Linear compressor with a suction connection ( 19 ), a pressure connection ( 21 ), a stator ( 6 . 7 . 10 ) and one magnetically with the stator ( 6 . 7 . 10 ) coupled oscillator ( 23 ), whose two ends provided in the direction of oscillation ( 24 ) each have a piston head of a compression space ( 25 . 26 ) limiting oscillating piston ( 23 ), each compression space ( 25 . 26 ) via an inlet valve ( 30 ) with the suction connection ( 19 ) and via an outlet valve ( 31 ) with the pressure connection ( 21 ), characterized in that the compaction spaces ( 25 . 26 ) at opposite ends ( 2 ) of a common cavity ( 22 ) are arranged. Linear compressor according to claim 1, characterized in that the cavity ( 22 ) to the suction connection ( 19 ), except for the intake valves ( 30 ) is hermetically sealed. Linear compressor according to claim 1 or 2, characterized in that the stator ( 6 . 7 . 10 ) outside the cavity ( 22 ) is arranged. Linear compressor according to one of claims 1 to 3, characterized in that the oscillator ( 23 ) the cavity ( 22 ) with the exception of the compaction areas ( 25 . 26 ) substantially fills. Linear compressor according to one of claims 1 to 4, characterized in that the oscillator ( 23 ) and the cavity ( 22 ) are cylindrical. Linear compressor according to one of claims 1 to 5, characterized in that the oscillator ( 23 ) in the cavity ( 22 ) is stored gas pressure.
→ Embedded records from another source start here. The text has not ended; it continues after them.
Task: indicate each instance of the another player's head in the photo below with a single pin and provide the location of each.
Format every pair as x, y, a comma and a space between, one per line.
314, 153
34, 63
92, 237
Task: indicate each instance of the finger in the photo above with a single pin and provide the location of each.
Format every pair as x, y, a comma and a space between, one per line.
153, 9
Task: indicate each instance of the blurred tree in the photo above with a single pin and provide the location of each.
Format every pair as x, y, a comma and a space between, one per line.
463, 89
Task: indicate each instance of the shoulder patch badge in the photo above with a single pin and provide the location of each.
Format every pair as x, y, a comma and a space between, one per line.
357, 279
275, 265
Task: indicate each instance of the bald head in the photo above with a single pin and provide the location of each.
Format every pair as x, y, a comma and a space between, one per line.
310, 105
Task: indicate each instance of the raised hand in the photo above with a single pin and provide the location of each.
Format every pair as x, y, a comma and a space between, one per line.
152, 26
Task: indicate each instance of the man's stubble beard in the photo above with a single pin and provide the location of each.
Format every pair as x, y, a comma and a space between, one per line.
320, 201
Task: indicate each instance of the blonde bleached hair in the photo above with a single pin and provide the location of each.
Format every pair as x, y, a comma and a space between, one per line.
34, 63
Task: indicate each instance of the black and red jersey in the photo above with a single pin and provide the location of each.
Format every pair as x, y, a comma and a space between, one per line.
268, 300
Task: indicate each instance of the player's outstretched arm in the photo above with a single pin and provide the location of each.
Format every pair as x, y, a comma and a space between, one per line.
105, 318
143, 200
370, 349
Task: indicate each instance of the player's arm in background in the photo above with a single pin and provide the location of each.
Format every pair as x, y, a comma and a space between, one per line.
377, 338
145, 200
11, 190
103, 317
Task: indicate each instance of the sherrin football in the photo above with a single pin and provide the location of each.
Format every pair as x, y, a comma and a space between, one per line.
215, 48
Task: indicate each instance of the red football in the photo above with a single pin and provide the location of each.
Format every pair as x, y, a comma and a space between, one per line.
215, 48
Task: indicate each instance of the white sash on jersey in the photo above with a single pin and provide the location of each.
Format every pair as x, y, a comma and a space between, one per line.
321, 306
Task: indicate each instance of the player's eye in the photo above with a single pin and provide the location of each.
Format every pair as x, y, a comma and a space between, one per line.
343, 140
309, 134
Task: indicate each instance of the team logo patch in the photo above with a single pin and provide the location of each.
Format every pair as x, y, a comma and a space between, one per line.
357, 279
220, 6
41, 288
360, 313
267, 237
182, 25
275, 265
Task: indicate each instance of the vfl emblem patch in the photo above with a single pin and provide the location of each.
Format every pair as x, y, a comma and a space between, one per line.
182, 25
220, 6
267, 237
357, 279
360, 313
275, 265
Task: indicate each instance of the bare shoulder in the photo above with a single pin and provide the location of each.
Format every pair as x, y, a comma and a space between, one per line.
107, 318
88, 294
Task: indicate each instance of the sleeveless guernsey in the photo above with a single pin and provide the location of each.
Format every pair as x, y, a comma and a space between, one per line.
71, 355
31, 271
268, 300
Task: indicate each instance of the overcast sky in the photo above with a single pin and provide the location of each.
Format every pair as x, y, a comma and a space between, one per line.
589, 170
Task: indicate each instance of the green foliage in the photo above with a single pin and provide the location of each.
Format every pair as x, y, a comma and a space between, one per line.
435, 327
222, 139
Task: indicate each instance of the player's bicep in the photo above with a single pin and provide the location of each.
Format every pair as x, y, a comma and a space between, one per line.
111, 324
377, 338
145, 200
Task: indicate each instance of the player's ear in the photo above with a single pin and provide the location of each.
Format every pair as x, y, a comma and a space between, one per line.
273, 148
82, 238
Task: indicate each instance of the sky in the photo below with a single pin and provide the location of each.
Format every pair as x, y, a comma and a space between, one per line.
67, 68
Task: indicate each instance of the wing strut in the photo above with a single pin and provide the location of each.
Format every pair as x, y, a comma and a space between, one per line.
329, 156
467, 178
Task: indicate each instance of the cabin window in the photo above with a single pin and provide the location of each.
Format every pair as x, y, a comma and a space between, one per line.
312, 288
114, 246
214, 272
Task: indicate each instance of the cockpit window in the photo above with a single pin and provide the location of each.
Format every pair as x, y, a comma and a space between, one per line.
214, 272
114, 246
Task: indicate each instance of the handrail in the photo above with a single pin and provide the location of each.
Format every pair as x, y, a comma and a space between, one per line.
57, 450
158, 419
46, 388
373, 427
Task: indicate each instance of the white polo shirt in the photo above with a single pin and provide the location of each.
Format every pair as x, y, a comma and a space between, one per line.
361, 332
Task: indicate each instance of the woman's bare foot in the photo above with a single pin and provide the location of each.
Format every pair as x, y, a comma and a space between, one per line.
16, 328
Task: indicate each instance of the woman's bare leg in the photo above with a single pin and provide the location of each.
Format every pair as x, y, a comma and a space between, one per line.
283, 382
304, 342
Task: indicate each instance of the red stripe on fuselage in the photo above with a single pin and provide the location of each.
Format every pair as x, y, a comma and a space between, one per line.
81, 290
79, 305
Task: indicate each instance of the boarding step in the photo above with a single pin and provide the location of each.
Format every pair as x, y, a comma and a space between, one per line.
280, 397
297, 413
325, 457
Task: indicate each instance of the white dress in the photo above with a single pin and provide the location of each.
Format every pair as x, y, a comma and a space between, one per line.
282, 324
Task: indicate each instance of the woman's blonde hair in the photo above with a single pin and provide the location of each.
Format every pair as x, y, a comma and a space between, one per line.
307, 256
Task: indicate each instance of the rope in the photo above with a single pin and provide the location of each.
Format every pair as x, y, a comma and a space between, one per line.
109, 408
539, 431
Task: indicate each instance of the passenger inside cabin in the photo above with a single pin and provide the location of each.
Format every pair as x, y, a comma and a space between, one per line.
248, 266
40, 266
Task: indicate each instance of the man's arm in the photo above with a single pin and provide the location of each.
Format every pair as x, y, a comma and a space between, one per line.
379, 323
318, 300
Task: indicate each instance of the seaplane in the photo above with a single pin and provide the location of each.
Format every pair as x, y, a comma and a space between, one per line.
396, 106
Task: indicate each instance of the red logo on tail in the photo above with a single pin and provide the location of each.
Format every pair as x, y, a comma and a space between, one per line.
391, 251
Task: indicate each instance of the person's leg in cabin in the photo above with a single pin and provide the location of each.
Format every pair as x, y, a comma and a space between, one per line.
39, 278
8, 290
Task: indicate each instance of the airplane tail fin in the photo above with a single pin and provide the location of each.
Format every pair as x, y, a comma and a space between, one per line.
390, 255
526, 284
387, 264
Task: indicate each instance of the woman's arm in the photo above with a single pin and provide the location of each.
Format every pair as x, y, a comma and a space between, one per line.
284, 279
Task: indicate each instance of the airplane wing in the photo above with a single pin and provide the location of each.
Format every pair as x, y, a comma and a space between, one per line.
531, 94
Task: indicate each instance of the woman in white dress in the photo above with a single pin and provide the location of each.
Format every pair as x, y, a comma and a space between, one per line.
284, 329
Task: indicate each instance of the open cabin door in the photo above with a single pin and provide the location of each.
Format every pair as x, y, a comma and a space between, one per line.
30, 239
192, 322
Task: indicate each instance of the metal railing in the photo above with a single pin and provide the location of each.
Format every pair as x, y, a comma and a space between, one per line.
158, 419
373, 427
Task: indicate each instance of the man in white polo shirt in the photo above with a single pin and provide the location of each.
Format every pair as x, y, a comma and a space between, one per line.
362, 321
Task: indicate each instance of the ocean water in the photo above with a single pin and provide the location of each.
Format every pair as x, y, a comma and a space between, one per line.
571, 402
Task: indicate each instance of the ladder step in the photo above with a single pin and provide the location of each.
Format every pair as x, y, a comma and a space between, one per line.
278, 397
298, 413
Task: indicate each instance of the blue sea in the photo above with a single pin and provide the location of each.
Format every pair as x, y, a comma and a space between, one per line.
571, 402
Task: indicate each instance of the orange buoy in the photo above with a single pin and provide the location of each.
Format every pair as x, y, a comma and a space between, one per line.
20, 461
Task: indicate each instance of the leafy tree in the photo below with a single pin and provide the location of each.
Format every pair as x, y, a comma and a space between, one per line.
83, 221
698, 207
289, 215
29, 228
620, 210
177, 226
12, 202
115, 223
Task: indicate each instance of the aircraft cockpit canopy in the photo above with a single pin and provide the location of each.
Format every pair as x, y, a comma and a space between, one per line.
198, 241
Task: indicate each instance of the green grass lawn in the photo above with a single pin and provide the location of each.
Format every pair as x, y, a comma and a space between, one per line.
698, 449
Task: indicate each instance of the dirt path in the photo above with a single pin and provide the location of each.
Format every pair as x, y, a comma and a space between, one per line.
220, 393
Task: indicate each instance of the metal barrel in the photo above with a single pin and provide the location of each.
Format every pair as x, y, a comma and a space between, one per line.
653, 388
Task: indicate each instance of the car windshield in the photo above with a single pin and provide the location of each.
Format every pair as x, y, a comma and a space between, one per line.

Linear compressor according to claim 6, characterized in that compressed gas inputs ( 29 ) on the walls of the cavity ( 22 ) in each case between the stator ( 6 . 7 . 10 ) and each of the ends ( 2 ) are arranged to a gas cushion at least equal to the piston crowns ( 24 ) to build. Linear compressor according to claim 6 or 7, characterized in that the stator ( 6 . 7 . 10 ) a plurality of pole pieces spaced apart in the direction of oscillation ( 8th . 9 . 11 . 12 ) and that compressed gas inputs ( 29 ) on the walls of the cavity ( 22 ) in each case between the pole shoes ( 8th . 9 ; 11 . 12 ) are arranged. A linear compressor according to claim 8, characterized in that the walls of the cavity ( 22 ) at the height of the pole shoes ( 8th . 9 . 11 . 12 ) of passes ( 29 ) are free.